We thank the reviewers for their helpful feedback, and will be sure to fix all typos noted in the reviews. Below we address the points raised in each review.$
Reviewer 1:

The squared optimization (1) achieves a low rank W matrix via a nuclear norm penalty, which is computationally impractical. The square-root optimization (2) can be posed so that the solution is inherently low rank and bypasses the nuclear norm.

The rank of the approximation is chosen as the smallest r which holds at least 85% of the similarity structure, ||S – YY’||_F/||S||_F < 0.15. This was a typo in the paper which will be fixed.

We provide a trick in the supplementary material to drop the PSD assumption.  The symmetric similarity matrix can be written as S = YDY’ where diagonal entries of D are the signs of eig(S) and Y contains appropriately scaled eigenvectors as columns. The final solution can be written as W = BDB’ where B is the solution of the optimization in (2).

Regarding Chamfer matching, please see response to similar question from Reviewer 3 below.

Our assertion that both approaches show significantly non-random predictions is based on a permutation-based paired t-test, where chance would have been zero difference. By this measure,  for example, GrOWL-II's performance  is significantly better than chance (t-value=8.59, p<0.0001). We will add this explanation.

Image quality will be improved for any final manuscript.

Reviewer 2:

RSA differs from NRSA in two respects: 1) RSA is restricted to local neighborhoods; 2) RSA considers the (unweighted) correlations between voxels in each local neighborhood. In contrast, NRSA is non-local and learns a weighting matrix W that reflects differing levels of interaction between voxels.

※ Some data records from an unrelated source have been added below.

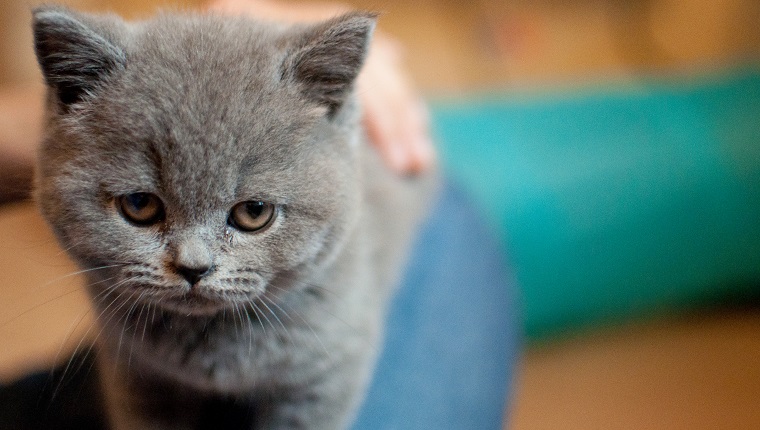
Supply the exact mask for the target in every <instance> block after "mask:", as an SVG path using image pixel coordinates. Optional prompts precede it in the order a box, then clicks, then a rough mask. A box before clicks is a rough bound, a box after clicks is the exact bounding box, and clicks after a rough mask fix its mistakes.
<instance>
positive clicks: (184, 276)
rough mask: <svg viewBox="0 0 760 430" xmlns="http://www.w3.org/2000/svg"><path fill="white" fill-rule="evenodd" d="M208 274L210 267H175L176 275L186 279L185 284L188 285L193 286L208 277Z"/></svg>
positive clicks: (200, 266)
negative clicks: (179, 275) (198, 281)
mask: <svg viewBox="0 0 760 430" xmlns="http://www.w3.org/2000/svg"><path fill="white" fill-rule="evenodd" d="M209 272H211V266H200V267H184V266H177V273H179V274H180V275H182V277H183V278H185V279H187V282H189V283H190V285H195V284H197V283H198V281H200V280H201V279H202V278H203V277H204V276H206V275H208V274H209Z"/></svg>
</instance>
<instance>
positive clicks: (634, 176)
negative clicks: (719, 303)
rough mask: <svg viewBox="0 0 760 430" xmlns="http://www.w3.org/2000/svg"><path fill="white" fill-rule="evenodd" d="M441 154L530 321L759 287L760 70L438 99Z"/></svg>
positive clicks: (623, 307) (759, 238)
mask: <svg viewBox="0 0 760 430" xmlns="http://www.w3.org/2000/svg"><path fill="white" fill-rule="evenodd" d="M433 116H434V119H435V127H436V134H437V135H438V138H439V141H440V142H441V158H442V160H443V163H444V165H445V166H446V168H447V169H448V171H449V172H450V174H451V175H452V176H453V177H454V178H456V179H457V180H458V181H460V182H461V183H463V184H464V185H465V186H466V187H468V188H469V189H470V191H471V192H472V194H473V195H474V197H475V199H476V201H477V202H478V204H479V205H480V206H481V207H482V209H483V210H484V212H485V213H486V215H487V217H488V219H489V220H490V222H491V223H492V226H493V227H494V229H495V230H496V231H497V232H498V234H499V236H500V237H501V239H502V240H503V242H504V243H505V244H506V246H507V249H508V252H509V254H510V258H511V263H512V264H513V266H514V268H515V271H516V275H517V278H518V280H519V282H520V285H521V288H522V298H523V302H524V308H525V330H526V333H527V334H528V336H529V337H532V338H541V337H545V336H549V335H552V334H556V333H560V332H564V331H566V330H572V329H577V328H580V327H587V326H593V325H595V324H599V323H605V322H612V321H621V320H625V319H627V318H632V317H640V316H642V315H649V314H652V313H654V312H661V311H667V310H671V309H682V308H685V307H690V306H695V305H698V304H703V303H705V302H710V301H711V300H715V299H717V298H720V297H721V296H723V295H731V296H732V297H742V296H744V295H747V296H749V295H753V296H756V295H757V293H758V288H757V287H758V286H760V71H758V70H740V71H734V72H727V73H724V74H715V75H711V76H702V77H699V78H694V77H691V78H689V79H686V78H684V79H683V80H680V79H675V78H669V79H661V80H657V79H652V80H648V81H647V82H645V83H642V84H640V85H637V86H627V87H623V88H614V87H600V88H596V89H594V88H586V89H584V90H581V91H577V92H562V93H559V92H558V93H556V94H552V93H551V92H542V93H540V94H533V95H531V94H527V93H522V94H520V95H519V96H518V95H515V94H502V95H501V96H498V97H489V98H481V99H469V100H459V101H440V102H438V103H435V104H434V106H433Z"/></svg>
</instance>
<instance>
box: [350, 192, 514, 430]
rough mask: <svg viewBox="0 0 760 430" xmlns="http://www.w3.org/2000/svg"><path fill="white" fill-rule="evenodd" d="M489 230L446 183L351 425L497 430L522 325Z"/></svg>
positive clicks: (450, 428)
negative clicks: (359, 410) (383, 342)
mask: <svg viewBox="0 0 760 430" xmlns="http://www.w3.org/2000/svg"><path fill="white" fill-rule="evenodd" d="M515 296H516V287H515V285H514V282H513V281H512V278H511V275H510V273H509V271H508V270H507V268H506V259H505V258H504V254H502V252H501V250H500V249H499V246H498V245H497V244H496V242H495V239H494V235H493V234H490V232H489V231H488V229H487V228H486V227H485V226H484V223H483V221H482V217H481V216H480V215H479V214H478V213H477V211H476V210H475V209H474V207H473V206H472V204H471V203H470V202H469V200H468V199H467V197H466V196H465V195H464V194H463V193H462V192H460V191H458V190H457V189H455V188H454V187H451V186H446V188H445V189H444V191H443V194H442V196H441V198H440V200H439V202H438V204H437V206H436V208H435V210H434V212H433V214H432V216H431V218H430V219H429V220H428V222H427V225H426V226H425V227H424V229H423V230H422V231H421V234H420V236H419V237H418V239H417V244H416V247H415V249H414V252H413V254H412V258H411V261H410V264H409V266H408V269H407V273H406V276H405V279H404V282H403V285H402V287H401V289H400V290H399V292H398V295H397V296H396V297H395V300H394V302H393V304H392V308H391V310H390V313H389V315H388V325H387V331H386V340H385V347H384V349H383V351H382V353H381V355H380V359H379V363H378V367H377V369H376V371H375V375H374V378H373V382H372V386H371V388H370V390H369V393H368V396H367V398H366V399H365V402H364V405H363V407H362V409H361V411H360V414H359V417H358V420H357V421H356V423H355V425H354V429H357V430H359V429H361V430H379V429H383V430H385V429H388V430H390V429H394V430H395V429H414V430H420V429H423V430H424V429H436V430H440V429H477V430H488V429H501V428H502V425H503V424H502V423H503V419H504V418H505V417H504V413H505V411H507V410H508V406H507V401H508V395H509V387H510V382H511V379H512V374H513V371H514V365H515V362H516V358H517V353H518V350H519V338H520V329H519V327H520V325H519V318H518V312H517V306H516V300H515Z"/></svg>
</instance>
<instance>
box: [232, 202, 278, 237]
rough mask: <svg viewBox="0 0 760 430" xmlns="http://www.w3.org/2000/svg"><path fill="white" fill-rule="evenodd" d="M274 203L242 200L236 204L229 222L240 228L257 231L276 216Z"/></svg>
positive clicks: (248, 230)
mask: <svg viewBox="0 0 760 430" xmlns="http://www.w3.org/2000/svg"><path fill="white" fill-rule="evenodd" d="M274 212H275V211H274V205H273V204H271V203H265V202H242V203H238V204H236V205H235V207H233V208H232V211H231V212H230V217H229V218H228V220H227V222H228V223H229V224H230V225H231V226H233V227H235V228H236V229H238V230H242V231H256V230H261V229H262V228H264V227H266V226H267V225H269V222H270V221H272V219H273V218H274Z"/></svg>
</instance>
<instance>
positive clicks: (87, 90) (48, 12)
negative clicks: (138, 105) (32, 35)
mask: <svg viewBox="0 0 760 430" xmlns="http://www.w3.org/2000/svg"><path fill="white" fill-rule="evenodd" d="M32 27H33V30H34V49H35V52H36V54H37V61H38V62H39V63H40V67H41V68H42V74H43V75H44V77H45V82H47V84H48V85H49V86H50V87H52V88H53V89H55V91H56V94H57V96H58V100H60V102H61V103H62V104H63V105H64V106H69V105H72V104H74V103H77V102H79V101H80V100H82V99H83V97H84V96H86V95H88V94H91V93H92V92H93V91H94V90H95V89H96V88H97V86H98V84H99V83H100V82H101V81H102V80H103V79H104V78H106V77H107V76H108V75H109V74H111V73H113V72H114V71H116V70H119V69H123V68H124V67H125V65H126V54H125V53H124V51H123V50H122V49H121V48H119V47H118V46H116V45H115V44H113V43H112V42H111V41H109V40H108V39H107V38H106V37H104V36H103V35H101V34H99V33H98V32H97V31H96V29H94V28H93V26H92V25H91V24H89V23H88V22H87V21H86V20H85V19H83V18H82V17H81V16H80V15H77V14H75V13H73V12H71V11H69V10H66V9H64V8H61V7H49V6H47V7H40V8H37V9H35V10H34V11H33V21H32Z"/></svg>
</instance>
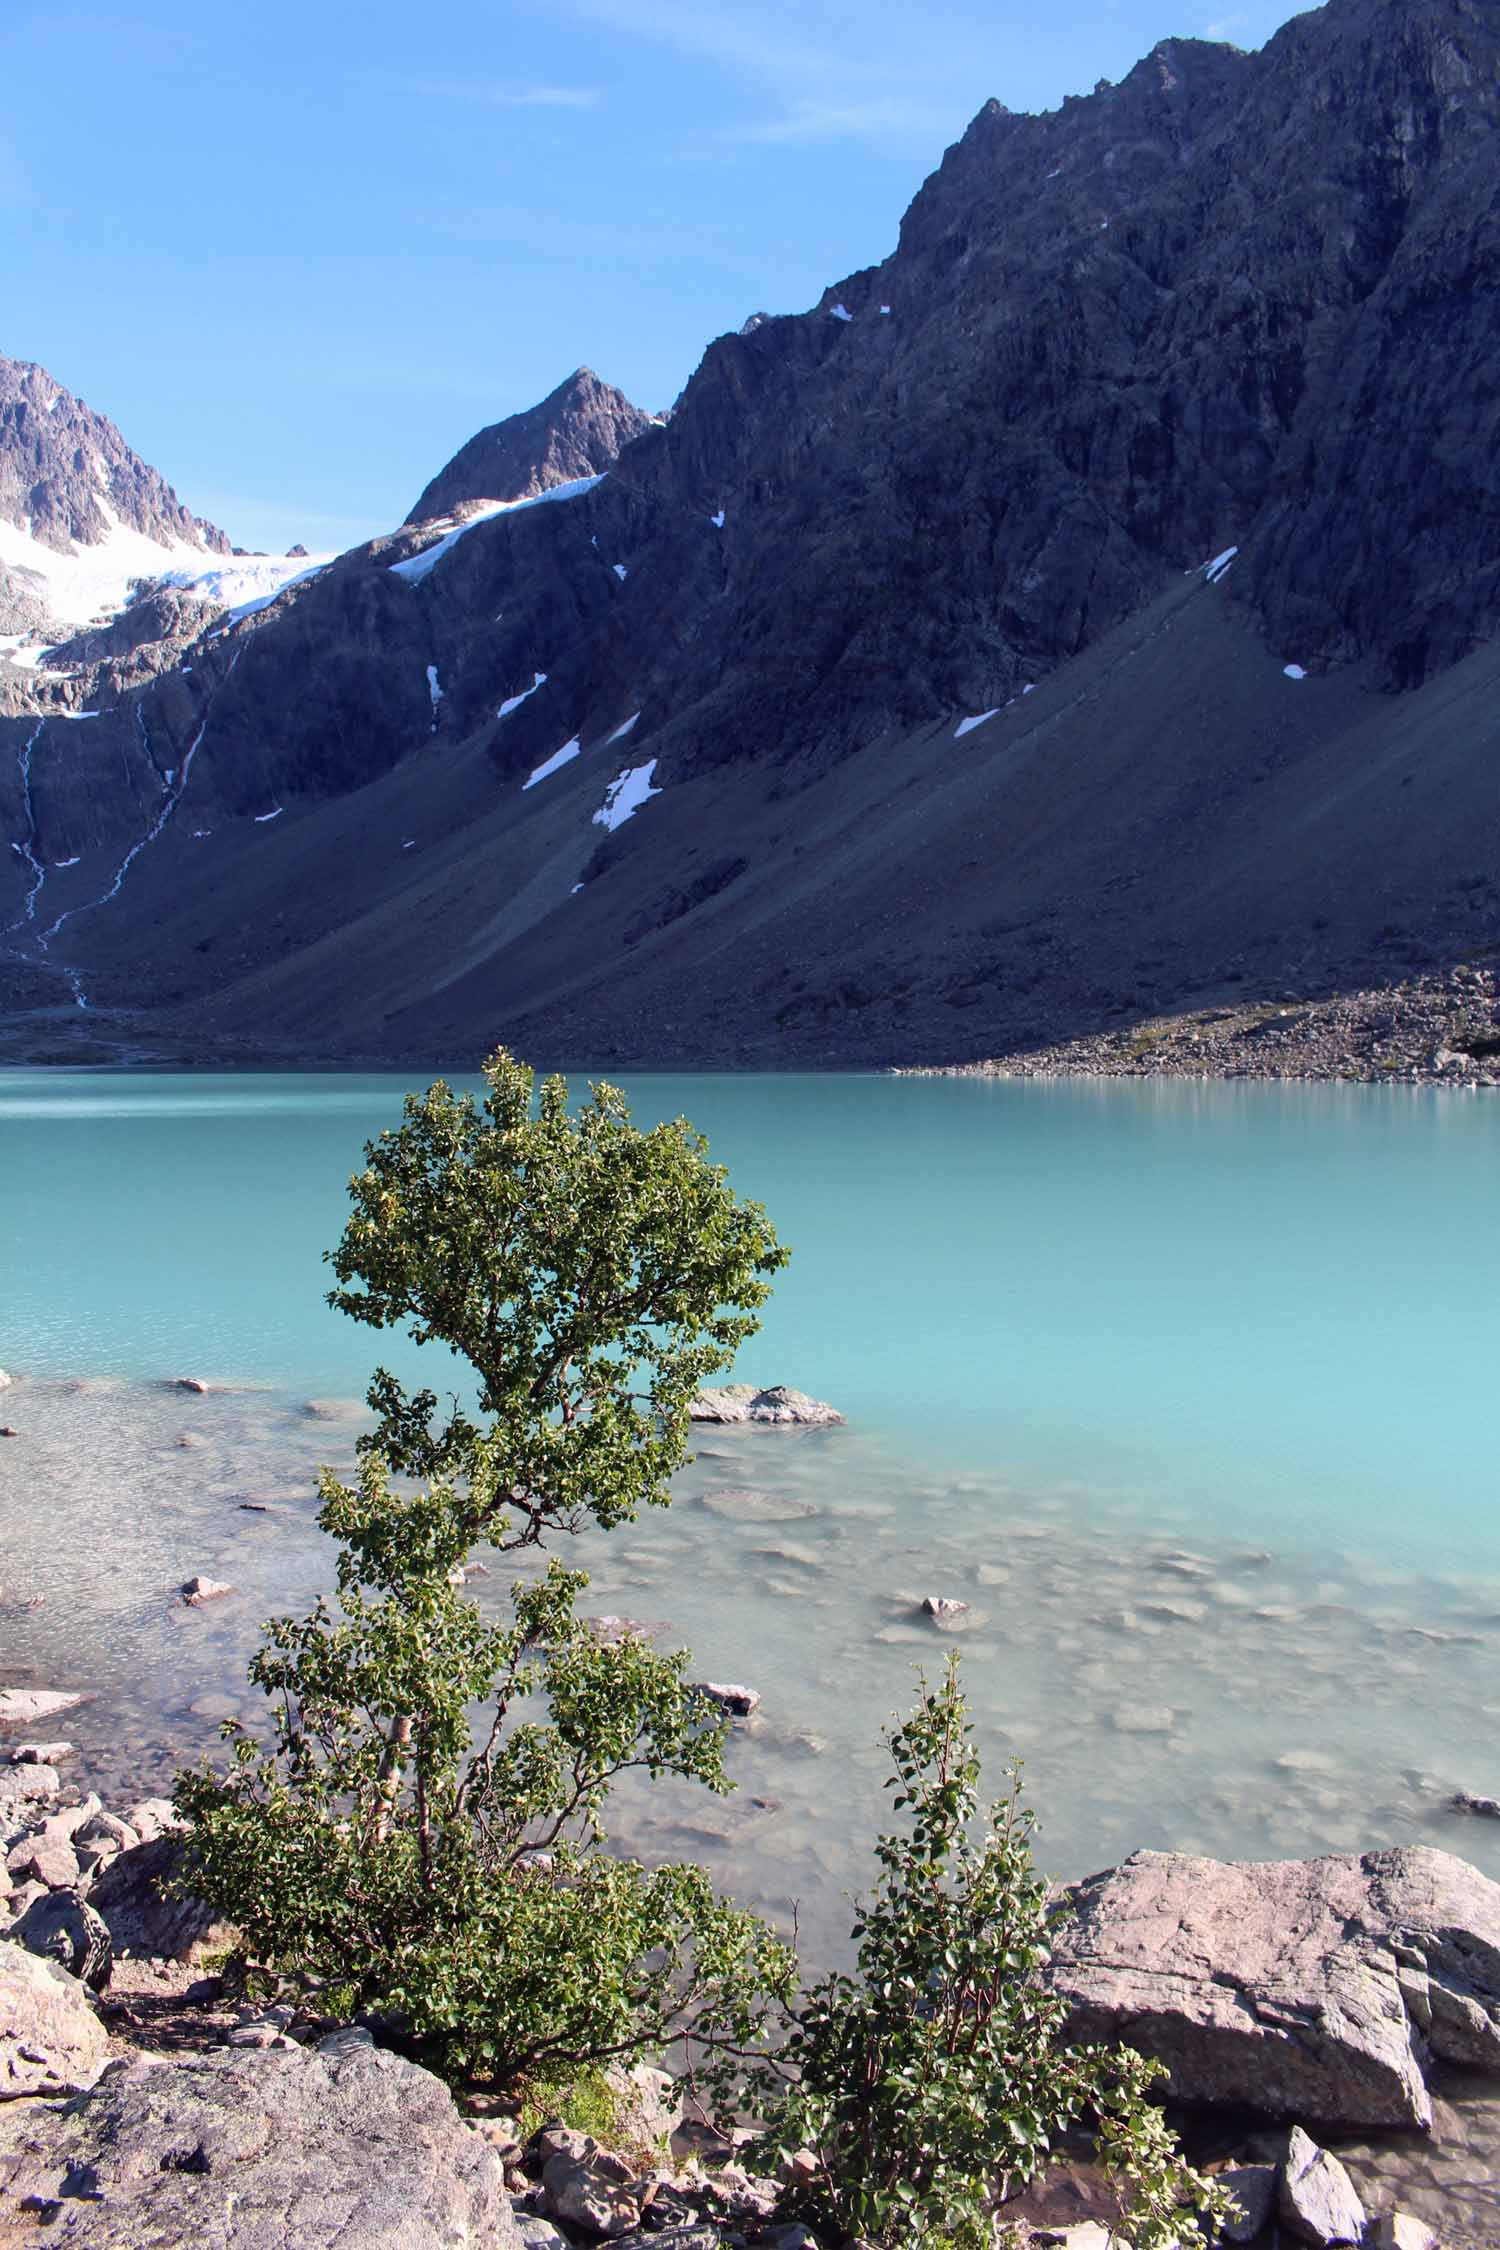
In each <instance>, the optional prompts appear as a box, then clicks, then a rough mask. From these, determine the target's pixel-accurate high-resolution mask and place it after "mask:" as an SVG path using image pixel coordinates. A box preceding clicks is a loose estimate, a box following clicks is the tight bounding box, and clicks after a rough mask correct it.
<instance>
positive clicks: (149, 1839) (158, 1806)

We agree with the reviewer that the left of the ROC graph is more practically relevant, and it is clear that GrOWL does much better than Group lasso in this region of the curves (Fig. 4).

We agree that more work is required to compose visualizations that provide clear insights to neuroscientists.

Reviewer 3:

The key difference between sparse multi-task and single-task regression, is the nature of the sparsity patterns: group-structured sparsity (multi-task) vs. standard sparsity (single-task).  Proximal point algorithms are designed for the specific form of sparsity, and thus are different in the multi-task setting. The derivation of the GrOWL and its proximal point algorithm is novel.

Chamfer distance [1] measures pixel-wise differences between binary bitmaps. The human visual system is organized hierarchically, with simplest features coded in a retinotopic map in the posterior and medial occipital cortex (V1)[2]. We expected that the visual structure expressed by Chamfer distance would be related to the low-level visual structure represented in V1, which is different from subjectively perceived visual similarity. Consistent with this expectation, our method selects many voxels in and around V1.

The problem we address differs from usual brain network analysis in that we are not interested in correlations in general. Instead, we seek a network of voxels with correlations that match a specific set of target similarities. We are not aware of prior work that deals with this problem, apart from the RSA approach which does not allow for distributed and weighted network representations.

The simulation study depicted in Fig. 3 shows how GrOWL is able to identify subnetworks that interact to encode representations of similarity information. The real data experiments depicted in Fig. 5 also show interacting subnetworks (brain areas).

Regarding other applications, we note that GrOWL is appropriate for general multi-task regression problems involving strongly correlated covariates. Such problems routinely arise in bioinformatics and other areas. The chemistry application mentioned in the introduction is part of an ongoing collaboration with researchers in chemistry education.

Neural coding is thought to be often highly redundant. GrOWL allows models with redundancy, whereas Group Lasso discourages the selection of redundant voxels.
Our simulation study (Fig. 3) shows that the GrOWL voxel selections are more stable
than the Group Lasso selections, (brighter color indicates more stability in the selections across trials). Although not discussed in the paper due to space limitations, we also observed this in the fMRI data.

[1] Borgefors, G. (1988) Hierarchical Chamfer Matching: A Parametric Edge Matching Algorithm. IEEE Trans. Pattern Anal. Mach. Intell., 10(6), 849-865.
[2] Kriegeskorte, N. &amp; Kievit, R.A. (2013) Representational geometry: integrating cognition, computation, and the brain.Trends in Cognitive Science, 17(8), 401-12.